Industry News

MIDDLE MARKET WIDE OPEN FOR DI

It seems that being in the middle is never where we want to be. But when it comes to disability insurance (DI), just the opposite is true. In fact, being in the middle — the middle market that is — has never been better.

Who is the middle market? It is the people you see every day — the people with whom you work and socialize. In fact, take a few minutes right now to think of as many people as you know in different occupations.

How many of them fall into the middle market? Chances are, most, if not all of them.  You now have a list of prospects to target for DI.  For the middle market, it is likely that their income is their most important asset. For them, bringing home a paycheck is a necessity, not a luxury.

They count on their income, but do they protect it? Chances are they do not. Most of them don’t know about DI or they simply haven’t been approached. After broaching the subject of how important income is, just ask the question:  “What would happen if you were unable to work for an extended period of time?”

Another way to initiate the middle market sale is to go through the employer.
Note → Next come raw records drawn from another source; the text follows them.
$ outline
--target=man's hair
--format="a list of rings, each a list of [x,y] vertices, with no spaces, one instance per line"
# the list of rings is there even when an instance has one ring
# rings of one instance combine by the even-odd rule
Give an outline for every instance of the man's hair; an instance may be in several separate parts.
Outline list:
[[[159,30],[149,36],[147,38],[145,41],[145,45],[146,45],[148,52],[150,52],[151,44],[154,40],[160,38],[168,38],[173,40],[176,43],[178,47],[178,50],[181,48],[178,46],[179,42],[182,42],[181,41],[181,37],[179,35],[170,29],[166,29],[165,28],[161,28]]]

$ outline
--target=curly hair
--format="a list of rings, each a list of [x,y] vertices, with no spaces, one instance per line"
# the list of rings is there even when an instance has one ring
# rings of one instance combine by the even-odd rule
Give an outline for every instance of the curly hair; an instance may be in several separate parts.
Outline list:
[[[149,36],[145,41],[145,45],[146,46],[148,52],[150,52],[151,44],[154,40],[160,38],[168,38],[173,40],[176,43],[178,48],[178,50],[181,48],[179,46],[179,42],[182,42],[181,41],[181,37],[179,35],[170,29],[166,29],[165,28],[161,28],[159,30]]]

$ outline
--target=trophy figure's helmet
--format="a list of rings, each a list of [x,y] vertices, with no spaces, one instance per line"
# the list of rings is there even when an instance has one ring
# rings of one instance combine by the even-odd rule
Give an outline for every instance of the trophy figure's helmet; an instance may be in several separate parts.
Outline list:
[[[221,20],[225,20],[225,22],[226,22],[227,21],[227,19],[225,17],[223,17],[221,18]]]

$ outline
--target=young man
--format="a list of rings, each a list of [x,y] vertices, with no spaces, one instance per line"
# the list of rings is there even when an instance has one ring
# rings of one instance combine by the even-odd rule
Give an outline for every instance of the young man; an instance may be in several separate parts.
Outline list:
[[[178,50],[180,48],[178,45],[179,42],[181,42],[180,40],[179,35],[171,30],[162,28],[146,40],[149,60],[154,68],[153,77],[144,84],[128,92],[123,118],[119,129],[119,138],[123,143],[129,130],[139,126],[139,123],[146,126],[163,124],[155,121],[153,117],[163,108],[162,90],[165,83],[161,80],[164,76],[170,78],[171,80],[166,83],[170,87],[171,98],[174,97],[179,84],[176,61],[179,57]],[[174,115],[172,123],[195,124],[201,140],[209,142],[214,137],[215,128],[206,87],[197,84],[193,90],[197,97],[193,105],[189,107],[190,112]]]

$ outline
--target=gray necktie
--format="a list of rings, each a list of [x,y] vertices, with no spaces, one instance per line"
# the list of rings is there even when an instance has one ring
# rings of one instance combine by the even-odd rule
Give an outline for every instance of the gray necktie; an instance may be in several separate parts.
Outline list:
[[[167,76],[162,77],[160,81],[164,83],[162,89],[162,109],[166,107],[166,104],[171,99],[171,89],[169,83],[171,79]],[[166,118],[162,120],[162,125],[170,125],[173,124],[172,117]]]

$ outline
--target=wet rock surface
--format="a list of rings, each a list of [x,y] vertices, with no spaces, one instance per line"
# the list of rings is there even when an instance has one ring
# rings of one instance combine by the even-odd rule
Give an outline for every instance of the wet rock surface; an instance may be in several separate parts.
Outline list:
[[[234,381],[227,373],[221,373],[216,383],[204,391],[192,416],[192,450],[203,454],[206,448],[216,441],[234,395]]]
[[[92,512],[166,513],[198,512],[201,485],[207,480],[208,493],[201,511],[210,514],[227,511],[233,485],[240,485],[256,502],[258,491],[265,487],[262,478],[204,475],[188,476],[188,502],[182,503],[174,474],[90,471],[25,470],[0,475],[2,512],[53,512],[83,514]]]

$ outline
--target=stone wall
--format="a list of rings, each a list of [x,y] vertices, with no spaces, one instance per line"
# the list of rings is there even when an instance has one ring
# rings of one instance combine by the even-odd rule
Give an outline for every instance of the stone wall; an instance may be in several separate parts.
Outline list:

Small business owners are very receptive to the idea of an employee-paid disability product — especially because of the high cost of health insurance.  While many business owners won’t’ be able to afford to pay premiums for a disability plan, they might be excited about the multi-life discounts that are available from some carriers on as few as three people.  These employers recognize the importance of helping their employees protect their paychecks.  Examples of probable clients might include a five-person carpenter firm or a trucking owner and his four drivers.  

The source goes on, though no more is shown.